И опять, как по команде Минервы, завязались драки между соседями, сторонниками чемпиона и претендента. Пошли в ход примитивные, лишенные профессионального лоска, но достаточно болезненные приемы кусирвизма. Только вертолёты, патрулировавшие под куполом стадиона, меткими залпами укрощающего газа навели порядок.
– Можно выключить, – брезгливо поморщившись, сказал Лайт.
– Прошу задержаться, – предложила Минерва. – Необязательно смотреть на схватку, но голограмма может дать еще кое-что поучительное.
Бой на ринге вступил в завершающую фазу. Оторванное левое ухо Пферда уже покоилось в особом сосуде на столе арбитра.
Чемпион еще сопротивлялся и делал отчаянные попытки дорваться до носа претендента. Это был последний шанс уйти от поражения. Но Финч с победным ревом наносил удар за ударом, повергал чемпиона на пол, впивался в него зубами и ногтями и вот-вот должен был дотянуться до заветной цели – до второго уха.

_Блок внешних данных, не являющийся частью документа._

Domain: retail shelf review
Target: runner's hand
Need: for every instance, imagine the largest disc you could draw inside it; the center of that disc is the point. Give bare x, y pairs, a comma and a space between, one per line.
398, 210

– Физическая борьба и нанесение взаимных побоев – проявление вековечных инстинктов, – начала очередной экскурс в историю Минерва. – Инт совершал одну техническую революцию за другой, а Инс сохранял постоянную готовность пустить в ход руки и ноги. Кулак, как аргумент, остается неотъемлемым атрибутом цивилизации. Матч кусирвистов позволяет миллионам зрителей чувствовать себя соучастниками драки. Взгляните на букет поощряющих эмоций, которыми расцвечена голограмма. Как ярко светится удовлетворение от вида чужой крови, от лицезрения чужих страданий.
– Ничего не изменилось со времен древнейшей истории, – заключил Милз.
– Основа та же, – подтвердила Минерва, выключая изображение. – Хочу только отметить изменившуюся роль зрелищ, как заполнителей духовного вакуума. Эта роль была очень важной и полезной, пока основой бытия оставался осмысленный труд. Когда новейшая технология лишила человека возможности увлеченно работать головой и руками, время, отведенное ему для жизни, обнажилось и стало устрашающе пустым. Подобные зрелища призваны заполнить эту пустоту. Но они лишь на короткое время избавляют людей от скуки и ее производных – от тоски, отчаяния. А потом бесцельность и бессмысленность жизни становятся еще очевидней.
– Почему ты остановила свой выбор на этом пакостном зрелище? – спросил Лайт.
– Начинать нужно всегда с простейшего, – ответила Минерва.